KCK Yürütme Konseyi Eşbaşkanlığı tarafından Kürt sorununun gelmiş bulduğu aşama, Kürt Özgürlük mücadelesine yönelik saldırılar ve bundan sonraki sürece ilişkin deklarasyon yayınlandı. Eşbaşkanlık tarafından yayınlanan deklerasyonda, "Son günlerde bazı devletler, uluslararası alanda sorunların barış içinde çözülmesi doğrultusunda çalışma yürüten kurumlar, Başurê Kurdîstan’daki bazı dost örgütler, Türkiye'de bazı güç odakları, demokrasi güçleri ve HDP’den müzakerelere dönülmesi ve sorunların müzakerelerle çözülmesi yönünde gelen istem ve yapılan açıklamalara ilişkin, tutumumuzu yeniden kamuoyuna açıklama ihtiyacını ortaya çıkarmıştır’’ denilerek, Kürt sorununda çözüm için adım atması ve sorunu çözüme kavuşturması gerekenin Türk devleti olduğu vurguladı.
KCK deklarasyonunda, sorunun çözümü için acilen atılması gereken adımlar belirtilerek şu ifadelere yer verildi: "AKP iktidarının Kürt sorununun çözümü konusunda gerekli iradeye sahip olduğunu ortaya koyması ve çözüm için adım atacağını Türkiye halklarına taahhüt etmesi, HDP’nin de içinde olduğu bir Meclis Heyetinin Önderliğimizle görüşerek çözüm müzakerelerini hemen başlatma kararını alması ve Önder APO'nun bu süreçte kendi örgütü dahil, parlamento içi ve dışındaki tüm siyasi partiler, Aleviler başta olmak üzere demokratikleşme ve kendi sorunlarının çözümü konusunda görüşü olan topluluklar, sivil toplum örgütleri ve aydınlarla görüşmesine imkan yaratacağını ortaya koyması halinde, Özgürlük Hareketi olarak biz de atılacak adımlar ve karşılıklı taahhütler çerçevesinde üzerimize düşen sorumlulukları her bakımdan yerine getirmeye hazırız."
15 Temmuz darbe girişiminin başarısız olmasının Türkiye için büyük bir şans olduğunun altı çizilen deklarasyonda AKP hükümetinin bunu bir fırsat bilerek darbe mekaniğini harekete geçirdiği belirtildi.
'5 Nisan'da darbe mekaniği harekete geçirildi'
Son bir yılda Kürdistan ve Türkiye'de yaşanan savaştan ve 15 Temmuz 2016’da gerçekleşen başarısız askeri darbe girişiminden AKP Hükümeti’nin sorumlu olduğu ifade edilen deklarasyonda "AKP iktidarı 28 Şubat 2015 Dolmabahçe Mutabakatını kabul etmeyerek, Önder APO üzerinde 5 Nisan 2015’ten bu yana ağırlaştırılmış tecrit uygulayarak, 7 Haziran 2015 seçim sonuçlarını yok sayarak Kürt sorununda savaş politikasına yönelmiş; böylelikle darbe mekaniğini harekete geçirmiştir.
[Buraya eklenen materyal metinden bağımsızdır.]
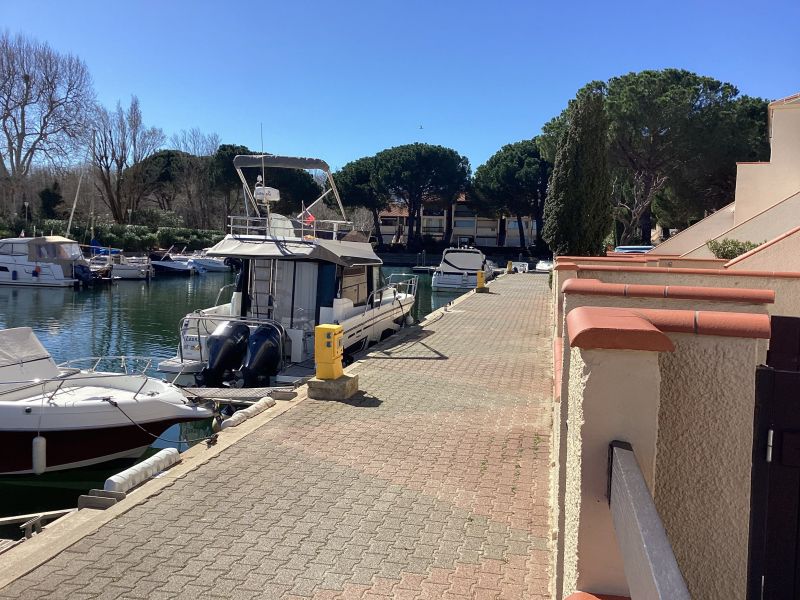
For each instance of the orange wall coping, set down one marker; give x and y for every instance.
(618, 256)
(595, 287)
(757, 249)
(644, 329)
(585, 596)
(683, 271)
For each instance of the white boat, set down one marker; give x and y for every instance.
(459, 269)
(118, 266)
(294, 276)
(164, 264)
(47, 261)
(60, 417)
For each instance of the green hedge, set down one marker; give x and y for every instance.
(132, 238)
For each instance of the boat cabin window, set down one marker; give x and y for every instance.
(354, 284)
(64, 251)
(8, 248)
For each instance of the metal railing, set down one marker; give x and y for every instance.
(650, 566)
(261, 226)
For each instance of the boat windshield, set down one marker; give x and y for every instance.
(63, 251)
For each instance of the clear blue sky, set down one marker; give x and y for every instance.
(341, 80)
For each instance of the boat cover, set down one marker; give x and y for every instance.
(23, 358)
(339, 252)
(285, 162)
Önder APO 2012 yılı sonunda fiili çatışmasızlık sürecini başlatmış, 2013 Newroz’unda Türkiye'yi demokratikleştirme manifestosunu milyonların huzurunda ilan etmiştir. Üç aşamalı bir planla Türkiye'nin demokratikleşmesini öngörmüş, gerilla güçlerini Türkiye sınırlarının dışına çıkarma iradesini ortaya koymuş; esir askerler, polisler ve kaymakamı serbest bıraktırmıştır. Hareketimize bu adımları attırarak, Türk devletinin de demokratikleşme yönünde adım atmasını sağlatmak istemiştir. Ancak AKP iktidarı sanki bu adımların hiçbir karşılığı olmayacakmış gibi, Kürt sorununun çözümü doğrultusunda hiçbir adım atmaya yanaşmamış; sadece ateşkesin sürmesini kendi iktidarını sürdürmek açısından yeterli görmüştür" diye kaydedildi.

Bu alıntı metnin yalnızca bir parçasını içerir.